Ha onlar da, yapmadı mı?

Yaptı.

***

Mesele nettir.

Bir "başkaldırı" kalkışması yaşandı.

Balkanlardan kopan Türkiye, Anadolu’yu da kaybetmekten korktu.

Vatansız kalma telaşına düştü.

Rusların desteklediği Ermeni çeteler ayaklanınca İttihat ve Terakki iktidarı tehcir kararı aldı.

***

Ancak ne var ki.

İnsana dokunan.

Vay be dedirten.

"Bizle" alay ediyorlar noktasına gelinen "Soykırım" suçlamasında bulunanların, Almanların olması.

Alman Parlamentosunu karar vermesi.

Almanların "bu dâhilde" hiç bir katkısı yoktu.

***

Neyse.

Kendi tarihlerine baksınlar.

Nazileri kim unutur?

Tarih sayfalarında; "tarihin en vahşi soykırımcısı" iken.

Kendi vatandaşına.

Kendi milletine "tek ırktan" halk yaratmaya çalışan Almanlar değil miydi?

***

Bunun için.

"İşkence kampları" oluşturan.

İnsanları "diri diri" fırınlarda yakıp, küle dönüştüren bir Almanya.

Bugün.

Dost postunda, ezeli düşman olarak.

Türkiye'ye "Ermenilere soykırım" yaptınız suçlamasını getiriyor.

Ne garip ki, bunun bayraktarlığını yapan da, "Bir Türk."

Cem Özdemir.

***

Ki bu adam daha, 2000'li yıllarda "Soykırıma" karşı çıkarken.

Bugün, Ermeni "diasporanın" sözcülüğüne soyunuyor.

Siyasi menfaat.

Dokunuyor.

Ya Angela Merkel.

O'nun Dışişleri Bakanı Steinmeler'in "oyun" kuruculuğu.

"Oylamaya" katılmadığını gösteriyor.

Ama Altan alta, "tasarının" mimarlığını ve imzasını yapıyor.

Ve bunu da; "Türkiye dostuyuz" diye yutturuyor.

***

Eee, biz de yuttuk.

Ne yazık ki, yutuyoruz da.

Gelelim, klasik tepkiye.

Büyükelçiyi geri çektik.

Alman Büyükelçisini Dışişlerine çağırdık; "niye bu yaramazlık" diye.
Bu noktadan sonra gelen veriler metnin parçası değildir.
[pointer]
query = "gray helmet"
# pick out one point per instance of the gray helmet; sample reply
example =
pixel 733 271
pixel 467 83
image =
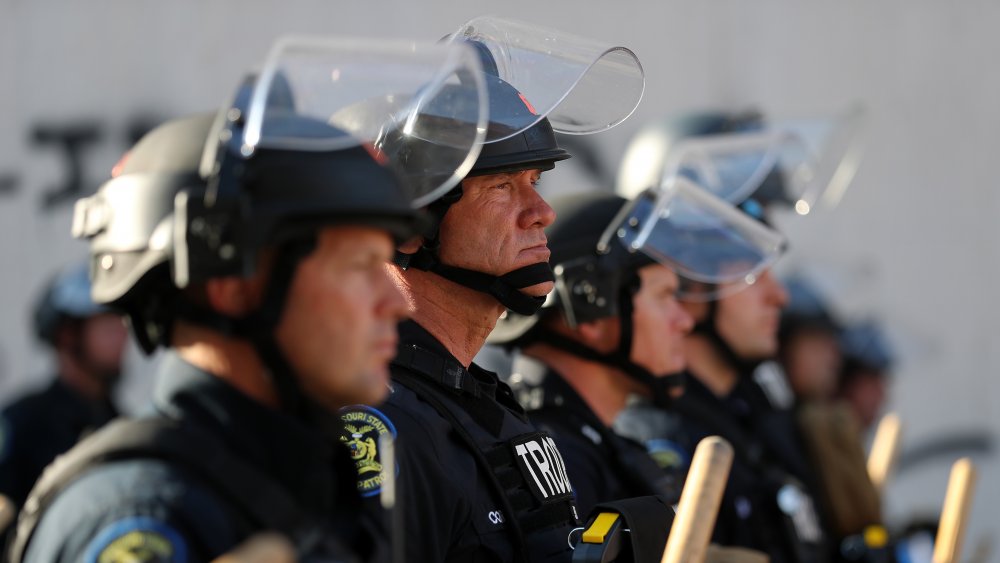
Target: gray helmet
pixel 864 346
pixel 188 205
pixel 646 156
pixel 67 296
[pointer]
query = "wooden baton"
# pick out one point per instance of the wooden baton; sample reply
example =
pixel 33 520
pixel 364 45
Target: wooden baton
pixel 885 448
pixel 955 512
pixel 700 499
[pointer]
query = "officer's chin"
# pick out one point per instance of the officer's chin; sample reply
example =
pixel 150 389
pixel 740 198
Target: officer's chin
pixel 539 289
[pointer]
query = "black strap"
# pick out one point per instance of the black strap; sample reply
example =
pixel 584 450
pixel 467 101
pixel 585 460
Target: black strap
pixel 505 288
pixel 260 502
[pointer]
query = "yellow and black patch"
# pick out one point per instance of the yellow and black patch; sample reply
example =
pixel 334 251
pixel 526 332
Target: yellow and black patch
pixel 138 539
pixel 363 427
pixel 668 454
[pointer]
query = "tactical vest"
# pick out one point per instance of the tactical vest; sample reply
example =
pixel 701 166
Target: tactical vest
pixel 522 465
pixel 632 466
pixel 256 502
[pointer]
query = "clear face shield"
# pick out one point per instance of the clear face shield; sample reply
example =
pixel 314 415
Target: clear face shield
pixel 581 85
pixel 715 248
pixel 421 108
pixel 803 163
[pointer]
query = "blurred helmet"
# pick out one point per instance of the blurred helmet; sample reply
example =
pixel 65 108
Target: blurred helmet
pixel 540 81
pixel 67 296
pixel 646 159
pixel 187 206
pixel 864 345
pixel 806 309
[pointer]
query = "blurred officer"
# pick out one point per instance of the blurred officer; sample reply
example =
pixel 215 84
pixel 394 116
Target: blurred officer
pixel 809 343
pixel 88 341
pixel 578 361
pixel 258 262
pixel 477 481
pixel 810 352
pixel 867 365
pixel 731 387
Bak ha, "bu da bizden size nota."

Siyasi mesajlar. Kınamalar.

Peki, sonra mı?

Ne olacak, nice ülkeler bunu "ilan etmedi mi?"

Dostumuz(!) Almanya yapmış ne olacak.

O bizim dostumuz ya.

Öyle ya, ABD'de dostumuz!

Rusya da. İran ve İsrail'de.

Sahi öyle mi?

***

HDP'NİN TUTUMU?

Karara.

Parlamento "kınama" yayınladı..

Tabi, HDP dışında.

AK Parti. CHP. Ve MHP.

HDP destek vermedi.

Görüntüsüyle, "Soykırım Kararını" onaylar oldu.

Bu tavır'ı şöyle okursak.

Ki öyle olduğuna inanıyorum.

***

HDP.

Devlet, PKK'ya karşı "operasyonlar" yürütüyor ya.

Buradan; "Türkler, Kürtleri de katlediyor" sonucunu çıkarmak.

Hem Batı'yı.

Hem de kendi tabanında bir inandırıcılık yaratma..

Sonuç ne olur?

***

Diyeceğim o ki.

"Bindiği dalı, kesme" olur.

Çünkü.

Tarih sayfalarına düşen, notlarda.

Ermeni çetelerine karşı.

Rusya'nın organizasyonuyla yürütülen, "baş kaldırı da".

İttihat-Terakki iktidarı..

***

Doğu ve Güneydoğu'da.

Ermenilere karşı.

Kullandığı oluşum, "Hamidiye Alayları" idi.

Ki bunlarda, "Kürtlerden" oluşuyordu.

Hani bir söz var.

Gün gelir devran dönerse.

Peki, "Biz Kürtler" durumdan kendimizi nasıl "sıyıracağız."

Demezler mi?

Vay be, "bizi soykırıma uğratan Kürtler miş?" diye.